Microsoft Office Tutorials and References
In Depth Information
Chapter 4: Making a Worksheet Easier to Read and Understand
Merging and centering text across several cells
In the illustration shown here, “Sales Totals by
Regional Office” is centered across four
different cells. Normally, text is left aligned, but if
you want to center it across several cells, drag
across the cells to select them, go to the Home
tab, and click the Merge & Center button.

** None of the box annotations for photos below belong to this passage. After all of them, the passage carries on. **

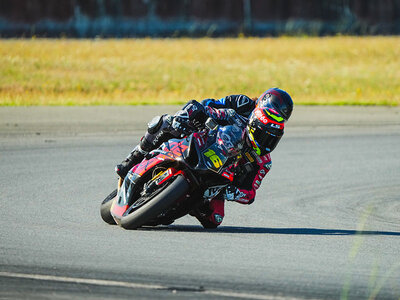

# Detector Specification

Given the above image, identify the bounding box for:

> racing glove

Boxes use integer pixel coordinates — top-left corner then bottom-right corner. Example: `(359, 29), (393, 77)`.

(224, 184), (240, 201)
(184, 100), (208, 130)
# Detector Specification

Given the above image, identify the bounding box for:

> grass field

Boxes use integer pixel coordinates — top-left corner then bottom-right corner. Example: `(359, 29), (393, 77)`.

(0, 37), (400, 106)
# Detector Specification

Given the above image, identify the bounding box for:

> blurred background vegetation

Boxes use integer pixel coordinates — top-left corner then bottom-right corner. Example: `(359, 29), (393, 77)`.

(0, 0), (400, 106)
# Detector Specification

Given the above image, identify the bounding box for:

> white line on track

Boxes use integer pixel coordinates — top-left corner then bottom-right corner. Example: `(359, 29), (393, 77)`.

(0, 272), (312, 300)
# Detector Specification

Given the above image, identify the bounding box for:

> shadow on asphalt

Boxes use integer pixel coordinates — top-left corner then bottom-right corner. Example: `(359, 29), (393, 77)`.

(139, 225), (400, 236)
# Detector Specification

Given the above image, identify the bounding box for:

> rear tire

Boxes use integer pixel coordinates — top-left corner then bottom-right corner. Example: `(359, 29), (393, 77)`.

(121, 175), (189, 229)
(100, 189), (118, 225)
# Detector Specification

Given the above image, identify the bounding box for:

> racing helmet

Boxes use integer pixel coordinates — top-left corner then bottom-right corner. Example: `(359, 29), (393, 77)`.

(256, 88), (293, 121)
(246, 107), (285, 156)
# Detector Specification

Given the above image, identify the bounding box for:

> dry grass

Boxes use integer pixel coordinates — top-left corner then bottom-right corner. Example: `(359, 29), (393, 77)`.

(0, 37), (400, 106)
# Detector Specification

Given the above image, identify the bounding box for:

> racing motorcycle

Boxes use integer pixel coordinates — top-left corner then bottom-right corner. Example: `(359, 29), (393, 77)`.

(100, 119), (245, 229)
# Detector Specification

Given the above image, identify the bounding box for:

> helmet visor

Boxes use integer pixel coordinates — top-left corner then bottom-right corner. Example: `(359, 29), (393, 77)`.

(249, 128), (282, 155)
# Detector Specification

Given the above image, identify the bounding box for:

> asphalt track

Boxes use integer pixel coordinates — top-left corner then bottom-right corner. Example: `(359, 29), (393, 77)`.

(0, 106), (400, 299)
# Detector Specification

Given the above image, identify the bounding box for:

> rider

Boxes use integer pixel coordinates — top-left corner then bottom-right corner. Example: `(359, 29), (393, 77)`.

(116, 88), (293, 228)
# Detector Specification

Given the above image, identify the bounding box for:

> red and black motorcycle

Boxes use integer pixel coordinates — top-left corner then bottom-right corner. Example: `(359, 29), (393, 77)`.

(100, 119), (244, 229)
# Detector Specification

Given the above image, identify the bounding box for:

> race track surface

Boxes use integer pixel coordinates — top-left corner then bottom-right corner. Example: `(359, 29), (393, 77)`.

(0, 106), (400, 299)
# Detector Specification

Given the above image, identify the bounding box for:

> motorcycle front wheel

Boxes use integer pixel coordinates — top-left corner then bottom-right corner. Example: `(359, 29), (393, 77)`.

(121, 175), (189, 229)
(100, 189), (117, 225)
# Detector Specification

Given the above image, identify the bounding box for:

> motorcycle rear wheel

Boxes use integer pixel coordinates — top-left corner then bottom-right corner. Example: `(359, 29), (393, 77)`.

(121, 175), (189, 229)
(100, 189), (117, 225)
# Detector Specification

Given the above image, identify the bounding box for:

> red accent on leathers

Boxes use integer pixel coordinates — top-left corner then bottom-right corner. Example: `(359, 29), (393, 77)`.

(235, 153), (271, 204)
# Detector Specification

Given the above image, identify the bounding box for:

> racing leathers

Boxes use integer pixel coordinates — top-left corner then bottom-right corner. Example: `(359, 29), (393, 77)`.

(116, 95), (271, 228)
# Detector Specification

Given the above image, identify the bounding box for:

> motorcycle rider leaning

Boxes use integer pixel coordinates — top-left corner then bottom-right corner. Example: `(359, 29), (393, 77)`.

(115, 88), (293, 228)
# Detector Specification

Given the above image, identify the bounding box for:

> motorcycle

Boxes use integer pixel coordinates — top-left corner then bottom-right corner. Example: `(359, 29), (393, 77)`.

(100, 119), (245, 229)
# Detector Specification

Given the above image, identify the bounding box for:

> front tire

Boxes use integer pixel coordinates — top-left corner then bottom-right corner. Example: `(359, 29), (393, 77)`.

(100, 189), (118, 225)
(121, 175), (189, 229)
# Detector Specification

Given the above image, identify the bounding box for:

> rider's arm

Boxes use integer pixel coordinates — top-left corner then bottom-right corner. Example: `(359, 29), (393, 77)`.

(225, 154), (271, 204)
(175, 100), (245, 129)
(201, 95), (255, 118)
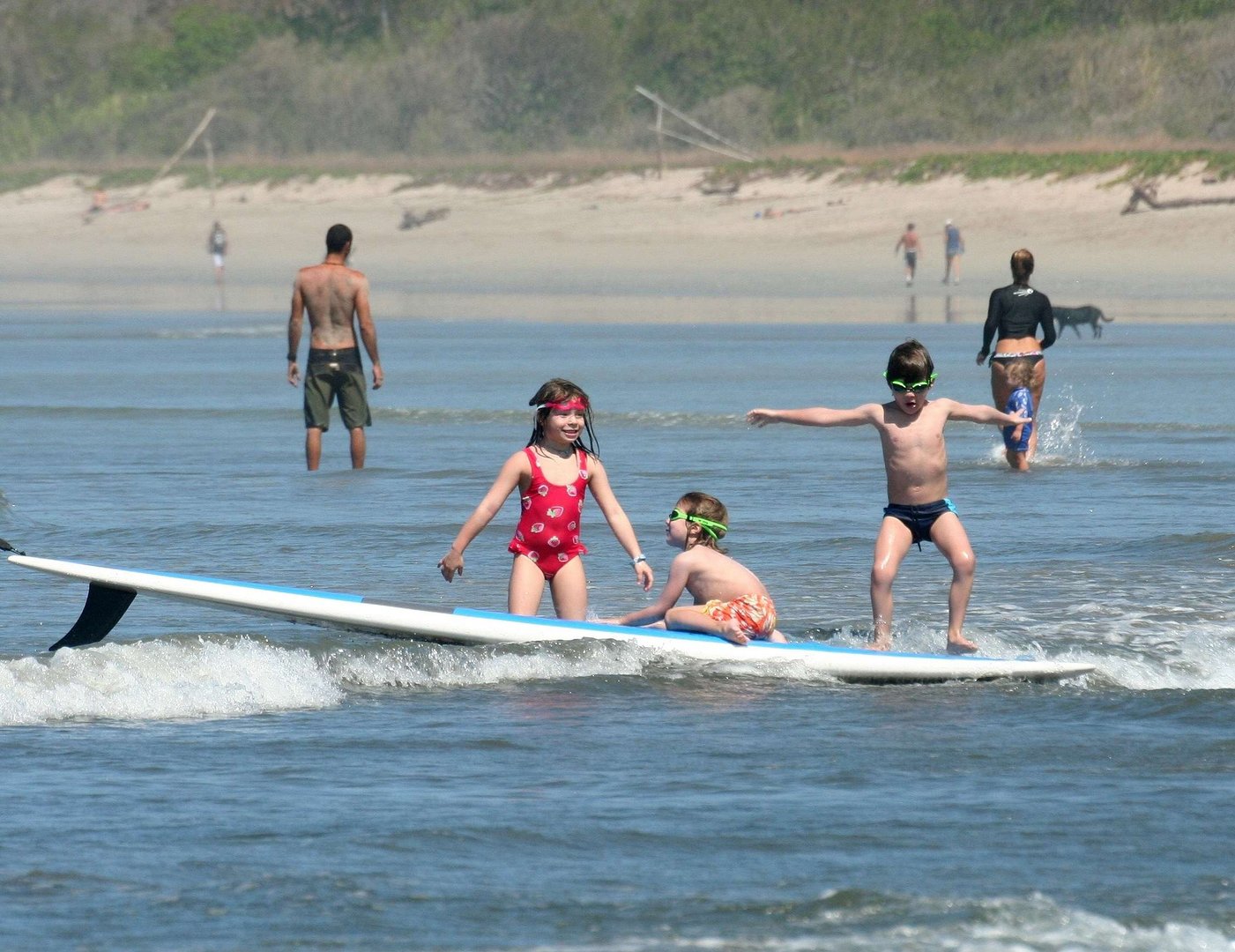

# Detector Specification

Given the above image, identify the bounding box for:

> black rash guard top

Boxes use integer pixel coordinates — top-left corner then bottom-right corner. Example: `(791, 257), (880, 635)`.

(982, 284), (1054, 353)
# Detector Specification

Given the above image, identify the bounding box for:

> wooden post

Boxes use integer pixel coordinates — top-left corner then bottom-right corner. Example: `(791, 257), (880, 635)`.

(203, 136), (215, 209)
(656, 102), (665, 179)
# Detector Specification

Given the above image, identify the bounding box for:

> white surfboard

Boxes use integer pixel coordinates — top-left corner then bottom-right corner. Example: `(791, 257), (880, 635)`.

(9, 554), (1093, 683)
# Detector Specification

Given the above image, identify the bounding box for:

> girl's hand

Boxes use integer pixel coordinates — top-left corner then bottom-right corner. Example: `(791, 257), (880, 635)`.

(437, 548), (463, 582)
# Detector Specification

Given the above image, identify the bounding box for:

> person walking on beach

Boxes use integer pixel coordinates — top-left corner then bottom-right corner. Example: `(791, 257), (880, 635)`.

(287, 225), (384, 469)
(206, 221), (227, 287)
(943, 219), (964, 284)
(610, 493), (788, 644)
(437, 378), (653, 620)
(746, 339), (1029, 654)
(977, 249), (1056, 469)
(892, 222), (921, 286)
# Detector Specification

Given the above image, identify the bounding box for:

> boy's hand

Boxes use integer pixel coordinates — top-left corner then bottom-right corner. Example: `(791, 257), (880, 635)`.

(437, 548), (463, 582)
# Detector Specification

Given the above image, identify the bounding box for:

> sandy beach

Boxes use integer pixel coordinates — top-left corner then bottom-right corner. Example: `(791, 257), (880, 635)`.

(0, 169), (1235, 324)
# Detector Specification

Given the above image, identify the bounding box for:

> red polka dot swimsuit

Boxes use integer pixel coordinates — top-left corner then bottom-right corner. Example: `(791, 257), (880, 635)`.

(508, 446), (588, 579)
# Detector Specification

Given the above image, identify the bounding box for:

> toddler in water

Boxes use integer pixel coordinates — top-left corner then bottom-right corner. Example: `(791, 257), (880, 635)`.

(1003, 361), (1034, 471)
(610, 493), (786, 644)
(437, 378), (652, 620)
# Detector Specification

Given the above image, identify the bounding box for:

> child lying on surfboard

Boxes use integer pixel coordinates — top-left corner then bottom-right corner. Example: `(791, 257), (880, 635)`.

(607, 493), (786, 644)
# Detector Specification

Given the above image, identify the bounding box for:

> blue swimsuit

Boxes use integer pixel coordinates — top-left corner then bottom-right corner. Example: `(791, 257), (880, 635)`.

(883, 499), (956, 549)
(1004, 386), (1034, 453)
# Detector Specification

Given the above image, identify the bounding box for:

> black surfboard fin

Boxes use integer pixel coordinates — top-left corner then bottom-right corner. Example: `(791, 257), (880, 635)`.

(48, 582), (138, 651)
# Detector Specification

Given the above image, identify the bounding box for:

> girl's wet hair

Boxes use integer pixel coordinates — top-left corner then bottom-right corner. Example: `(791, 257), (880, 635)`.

(1008, 361), (1034, 386)
(677, 493), (729, 552)
(887, 338), (935, 383)
(1011, 249), (1034, 284)
(527, 376), (600, 459)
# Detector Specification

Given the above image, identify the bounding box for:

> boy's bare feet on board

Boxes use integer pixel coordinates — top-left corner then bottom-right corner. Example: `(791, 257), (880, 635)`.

(720, 619), (751, 644)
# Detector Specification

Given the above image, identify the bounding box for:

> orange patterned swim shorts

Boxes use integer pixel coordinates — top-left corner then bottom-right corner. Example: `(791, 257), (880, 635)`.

(699, 595), (776, 638)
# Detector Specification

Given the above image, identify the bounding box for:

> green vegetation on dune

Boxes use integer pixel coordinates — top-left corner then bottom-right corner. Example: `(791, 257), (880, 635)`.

(7, 0), (1235, 164)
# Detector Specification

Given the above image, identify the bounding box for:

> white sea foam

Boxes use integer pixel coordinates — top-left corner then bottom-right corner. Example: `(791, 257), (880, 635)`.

(0, 638), (345, 726)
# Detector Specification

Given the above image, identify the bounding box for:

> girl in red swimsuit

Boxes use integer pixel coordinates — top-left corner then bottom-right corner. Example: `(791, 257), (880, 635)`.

(437, 378), (653, 620)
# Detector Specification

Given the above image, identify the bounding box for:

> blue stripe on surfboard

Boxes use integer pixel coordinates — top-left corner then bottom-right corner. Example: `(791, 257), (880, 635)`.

(123, 572), (1012, 662)
(450, 609), (1002, 660)
(136, 572), (364, 603)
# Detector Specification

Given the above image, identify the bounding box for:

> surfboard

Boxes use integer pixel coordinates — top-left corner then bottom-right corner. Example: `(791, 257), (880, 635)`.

(9, 554), (1094, 683)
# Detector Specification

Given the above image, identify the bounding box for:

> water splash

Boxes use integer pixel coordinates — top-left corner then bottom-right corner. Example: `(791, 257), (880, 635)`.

(0, 637), (345, 726)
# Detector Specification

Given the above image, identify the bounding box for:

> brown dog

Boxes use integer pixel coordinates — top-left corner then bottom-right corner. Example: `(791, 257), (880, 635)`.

(1051, 304), (1115, 337)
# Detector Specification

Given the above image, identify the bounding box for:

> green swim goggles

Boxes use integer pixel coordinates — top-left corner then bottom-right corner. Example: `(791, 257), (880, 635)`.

(669, 509), (729, 539)
(883, 370), (939, 394)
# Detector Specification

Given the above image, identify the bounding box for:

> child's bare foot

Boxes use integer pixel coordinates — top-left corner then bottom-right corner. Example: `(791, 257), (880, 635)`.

(720, 619), (751, 644)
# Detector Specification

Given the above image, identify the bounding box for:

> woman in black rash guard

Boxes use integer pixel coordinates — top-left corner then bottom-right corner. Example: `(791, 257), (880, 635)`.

(978, 249), (1054, 459)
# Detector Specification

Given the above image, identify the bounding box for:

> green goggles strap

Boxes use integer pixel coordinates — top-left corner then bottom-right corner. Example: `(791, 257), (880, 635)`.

(669, 509), (729, 539)
(883, 370), (939, 390)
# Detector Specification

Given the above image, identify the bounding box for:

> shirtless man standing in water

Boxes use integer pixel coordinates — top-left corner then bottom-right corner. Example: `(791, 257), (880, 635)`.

(287, 225), (383, 469)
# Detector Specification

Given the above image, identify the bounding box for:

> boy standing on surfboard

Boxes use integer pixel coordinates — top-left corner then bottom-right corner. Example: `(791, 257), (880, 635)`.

(746, 339), (1029, 654)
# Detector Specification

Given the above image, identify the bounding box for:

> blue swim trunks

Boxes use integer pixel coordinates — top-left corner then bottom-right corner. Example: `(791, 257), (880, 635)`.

(883, 499), (956, 549)
(1003, 386), (1034, 453)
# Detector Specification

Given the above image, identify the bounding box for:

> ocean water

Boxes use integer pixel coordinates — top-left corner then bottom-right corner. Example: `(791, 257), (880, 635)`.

(0, 309), (1235, 952)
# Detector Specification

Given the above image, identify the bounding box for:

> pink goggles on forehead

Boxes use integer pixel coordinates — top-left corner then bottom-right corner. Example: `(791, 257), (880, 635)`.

(536, 397), (588, 411)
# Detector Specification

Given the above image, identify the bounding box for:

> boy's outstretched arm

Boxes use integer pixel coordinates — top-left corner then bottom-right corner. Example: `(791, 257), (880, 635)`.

(746, 404), (883, 426)
(948, 400), (1034, 426)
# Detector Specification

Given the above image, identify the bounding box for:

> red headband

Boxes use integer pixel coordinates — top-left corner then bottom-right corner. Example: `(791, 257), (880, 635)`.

(536, 397), (588, 410)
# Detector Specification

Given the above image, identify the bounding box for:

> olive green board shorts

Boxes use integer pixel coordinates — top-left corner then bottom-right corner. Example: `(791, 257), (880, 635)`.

(305, 360), (373, 432)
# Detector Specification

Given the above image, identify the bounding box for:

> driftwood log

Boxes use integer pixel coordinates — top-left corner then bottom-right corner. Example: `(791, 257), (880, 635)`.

(1119, 182), (1235, 215)
(399, 209), (450, 231)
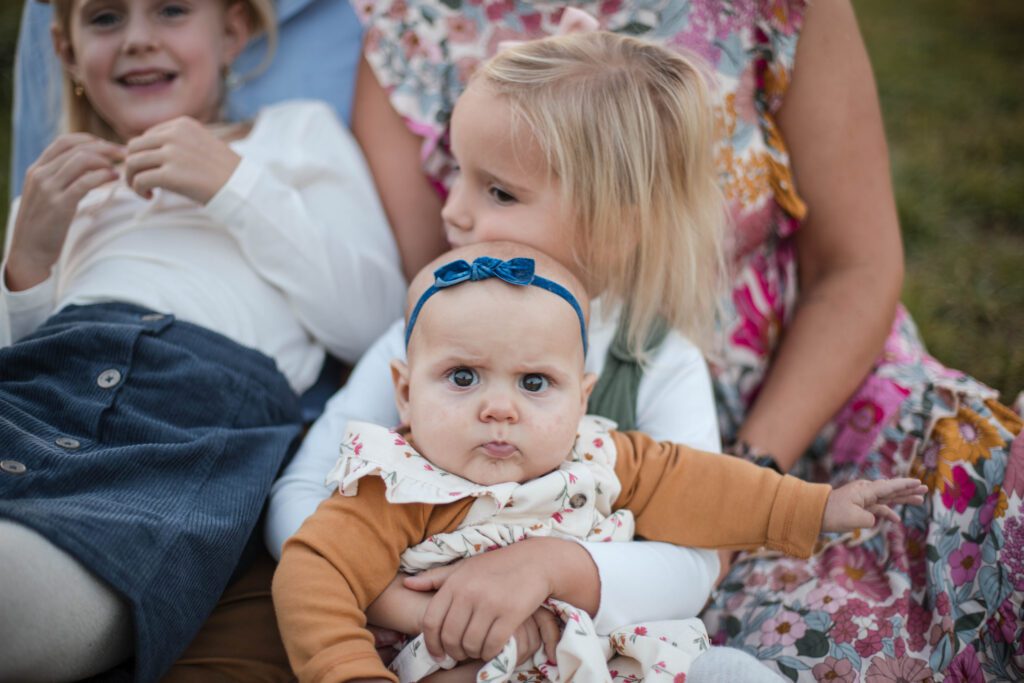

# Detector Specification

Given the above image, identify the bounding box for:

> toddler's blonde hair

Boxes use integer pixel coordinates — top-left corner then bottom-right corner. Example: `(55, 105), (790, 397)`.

(473, 32), (725, 359)
(52, 0), (278, 141)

Merging and centering allows you to display
text across several columns.
To “unmerge and uncenter” cells, select the
text that you merged and centered, open the
drop-down list on the Merge & Center button,
and choose Unmerge Cells. You can also
deselect the Merge Cells check box in the Format
Cells dialog box (refer to Figure 4-2).
Aligning numbers and text in columns and rows
To start with, numbers in worksheets are right-aligned in cells, and text is
left-aligned. Numbers and text sit squarely on the bottom of cells. You can,
however, change the way that data is aligned. For example, you can make
data float at the top of cells rather than rest at the bottom, and you can
center or justify data in cells. Figure 4-1 illustrates different ways to align
text and numbers. How text is aligned helps people make sense of your
worksheets. In Figure 4-1, for example, Income and Expenses are left-aligned
so that they stand out and make it clearer what the right-aligned column
labels below are all about.
Select the cells whose alignment needs changing and follow these
instructions to realign data in the cells:
Changing the horizontal (side-to-side) alignment: On the Home tab,
click the Align Left, Center, or Align Right button. You can also click the
Alignment group button, and on the Alignment tab of the Format Cells
dialog box, choose an option on the Horizontal drop-down list. Figure 4-2
shows the Format Cells dialog box.
Changing the vertical (top-to-bottom) alignment: On the Home tab,
click the Top Align, Middle Align, or Bottom Align button. You can also
click the Alignment group button to open the Format Cells dialog box
(refer to Figure 4-2) and choose an option on the Vertical drop-down list.
The Justify option makes all the letters or numbers fit in a cell, even if it
means wrapping text to two or more lines.